Thales s'échange actuellement 11,7 fois ses bénéfices attendus pour 2021, contre 27 fois pour Safran et 24,8 fois pour Airbus, deux groupes pourtant bien plus exposés à la chute du trafic aérien que l’ex-Thomson-CSF. «L’action n’a pas été aussi résiliente qu’on pouvait l’espérer, les résultats ont été pénalisés par la crise», résume un analyste parisien.

Les investisseurs ne doivent cependant pas exagérer les répercussions de la pandémie sur l’industriel. «La sanction boursière a été trop marquée par rapport au potentiel du titre», poursuit cet analyste. JPMorgan Cazenove considère pour sa part que Thales constitue une valeur «dédaignée et sous-évaluée» par le marché et a relevé mi-août sa recommandation de «neutre» à «surpondérer» sur le titre.

Un rôle d’amortisseur

Au premier semestre, les résultats de l’industriel ont été minés par l’effondrement de la demande de l’aéronautique civile et par les mesures de confinement qui ont plombé la production sur l’ensemble de ses activités. Ce deuxième impact devrait toutefois se résorber en grande partie au second semestre. En juillet, Thales avait indiqué qu’il escomptait retrouver des niveaux de productivité interne proches de la normale «dès l’été».

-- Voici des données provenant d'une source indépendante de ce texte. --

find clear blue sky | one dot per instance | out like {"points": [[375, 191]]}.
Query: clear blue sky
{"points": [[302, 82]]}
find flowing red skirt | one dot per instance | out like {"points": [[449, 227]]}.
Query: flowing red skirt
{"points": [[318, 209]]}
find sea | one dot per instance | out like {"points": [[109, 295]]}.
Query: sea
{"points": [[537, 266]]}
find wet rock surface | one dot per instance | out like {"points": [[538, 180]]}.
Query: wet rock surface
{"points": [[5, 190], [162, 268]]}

Par ailleurs, l’exposition de l’industriel à l’aéronautique civile, secteur qui sera durablement affecté par la crise, s’avère limitée, à environ 11% du chiffre d’affaires. Citi juge à ce titre que «le marché se concentre trop sur la division Aérospatiale» où sont intégrées ces activités civiles.

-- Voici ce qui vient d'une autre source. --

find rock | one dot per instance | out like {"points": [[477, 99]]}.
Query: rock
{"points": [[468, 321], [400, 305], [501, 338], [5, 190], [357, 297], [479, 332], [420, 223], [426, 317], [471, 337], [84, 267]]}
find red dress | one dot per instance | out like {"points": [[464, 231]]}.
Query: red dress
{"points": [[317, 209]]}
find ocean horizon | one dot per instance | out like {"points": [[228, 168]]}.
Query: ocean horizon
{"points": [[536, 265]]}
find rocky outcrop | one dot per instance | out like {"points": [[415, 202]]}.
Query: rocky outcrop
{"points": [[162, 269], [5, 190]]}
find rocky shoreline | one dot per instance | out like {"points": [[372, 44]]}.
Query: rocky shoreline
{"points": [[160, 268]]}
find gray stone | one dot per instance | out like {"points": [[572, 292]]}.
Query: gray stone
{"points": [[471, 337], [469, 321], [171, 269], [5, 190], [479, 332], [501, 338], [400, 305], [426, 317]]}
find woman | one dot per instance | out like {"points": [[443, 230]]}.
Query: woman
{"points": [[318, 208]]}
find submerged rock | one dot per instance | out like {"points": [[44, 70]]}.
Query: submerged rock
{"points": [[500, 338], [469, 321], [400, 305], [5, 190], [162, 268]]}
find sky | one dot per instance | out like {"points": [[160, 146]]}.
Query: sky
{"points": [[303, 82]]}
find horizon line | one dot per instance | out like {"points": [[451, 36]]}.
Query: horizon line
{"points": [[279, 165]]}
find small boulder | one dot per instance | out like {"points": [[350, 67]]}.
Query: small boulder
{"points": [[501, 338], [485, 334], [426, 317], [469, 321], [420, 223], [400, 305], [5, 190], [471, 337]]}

Les autres segments de Thales, comme la sécurité numérique ou le transport terrestre, souffriront bien moins de la crise au cours des prochains mois. La défense, qui représentait près de 45% des revenus au premier semestre, devrait particulièrement jouer son traditionnel rôle d’amortisseur. Citi table sur une nette reprise de l’activité de la division Défense et Sécurité avec un retour à la croissance dès le quatrième trimestre. Morningstar se dit confiant dans les perspectives de cette division car Thales propose «des produits dans des domaines en croissance, tels que la cybersécurité, les communications militaires et les capteurs numériques».

Certains investisseurs redoutent que la crise conduise à une contraction des dépenses militaires. Patrice Caine, le PDG de Thales, a toutefois livré un message rassurant sur ce point, fin juillet, affirmant qu’aucun Etat n’avait évoqué un tel scénario. «Au contraire, nos deux plus grands clients, la France et l’Australie ont confirmé des budgets en croissance», a-t-il déclaré aux analystes.

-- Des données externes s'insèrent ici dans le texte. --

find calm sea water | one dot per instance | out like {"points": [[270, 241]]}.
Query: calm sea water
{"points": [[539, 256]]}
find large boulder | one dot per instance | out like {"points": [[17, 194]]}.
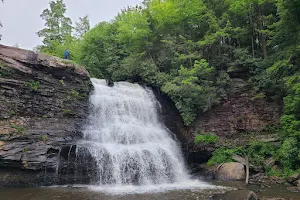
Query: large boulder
{"points": [[44, 102], [231, 171]]}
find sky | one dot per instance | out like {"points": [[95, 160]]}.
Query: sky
{"points": [[21, 18]]}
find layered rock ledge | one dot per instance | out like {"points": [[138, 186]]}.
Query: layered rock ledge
{"points": [[43, 105]]}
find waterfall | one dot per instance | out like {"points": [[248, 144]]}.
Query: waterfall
{"points": [[129, 144]]}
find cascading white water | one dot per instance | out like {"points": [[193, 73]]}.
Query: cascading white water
{"points": [[129, 144]]}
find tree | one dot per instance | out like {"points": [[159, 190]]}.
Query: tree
{"points": [[82, 26], [58, 26]]}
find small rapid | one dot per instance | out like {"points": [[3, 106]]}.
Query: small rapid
{"points": [[132, 149]]}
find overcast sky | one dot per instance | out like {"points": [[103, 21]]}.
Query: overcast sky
{"points": [[21, 18]]}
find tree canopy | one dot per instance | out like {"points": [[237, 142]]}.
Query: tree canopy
{"points": [[186, 47]]}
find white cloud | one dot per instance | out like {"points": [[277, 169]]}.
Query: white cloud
{"points": [[21, 18]]}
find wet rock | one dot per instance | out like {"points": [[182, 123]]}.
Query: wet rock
{"points": [[231, 171], [237, 195], [293, 178], [37, 94]]}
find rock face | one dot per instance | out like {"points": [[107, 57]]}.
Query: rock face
{"points": [[43, 105], [239, 113], [231, 171], [242, 111]]}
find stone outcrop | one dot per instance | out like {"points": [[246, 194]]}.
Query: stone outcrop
{"points": [[43, 105], [239, 113], [231, 172]]}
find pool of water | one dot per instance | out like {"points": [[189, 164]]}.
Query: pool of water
{"points": [[87, 194], [278, 192]]}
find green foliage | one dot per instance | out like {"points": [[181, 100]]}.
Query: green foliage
{"points": [[186, 47], [33, 85], [206, 139], [82, 26], [58, 26]]}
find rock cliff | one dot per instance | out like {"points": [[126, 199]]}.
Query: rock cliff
{"points": [[239, 114], [43, 104]]}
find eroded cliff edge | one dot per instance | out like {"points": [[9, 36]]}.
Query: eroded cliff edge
{"points": [[43, 105]]}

L’agence de notation Moody’s s’attend pour sa part à ce que la demande mondiale dans les activités de défense reste stable en 2020 et 2021, soutenue notamment «par une modernisation des équipements et des tensions géopolitiques fortes».

Une dynamique de commandes positive

Thales dispose de munitions pour redorer son blason boursier et retrouver son statut de valeur refuge. Citi est convaincu que la valeur reste défensive et s’attend en conséquence à ce qu’elle bénéficie à nouveau d’une prime au fur et à mesure que les investisseurs reprendront confiance.

«S’ils arrivent à tenir leur objectif 2020 de ‘book to bill’ [ratio de prises de commandes rapportées au chiffre d’affaires, ndlr] supérieur à 1, ils démontreront leur capacité à engranger des commandes et prouveront leur résilience», juge un analyste. «Cela dépendra en grande partie des activités de défense», ajoute cet intermédiaire financier. Dans le sillage de la publication des résultats semestriels en juillet, Oddo BHF avait affiché sa confiance sur ce point, indiquant s’attendre à «un momentum soutenu de prises de commandes dans les prochains mois».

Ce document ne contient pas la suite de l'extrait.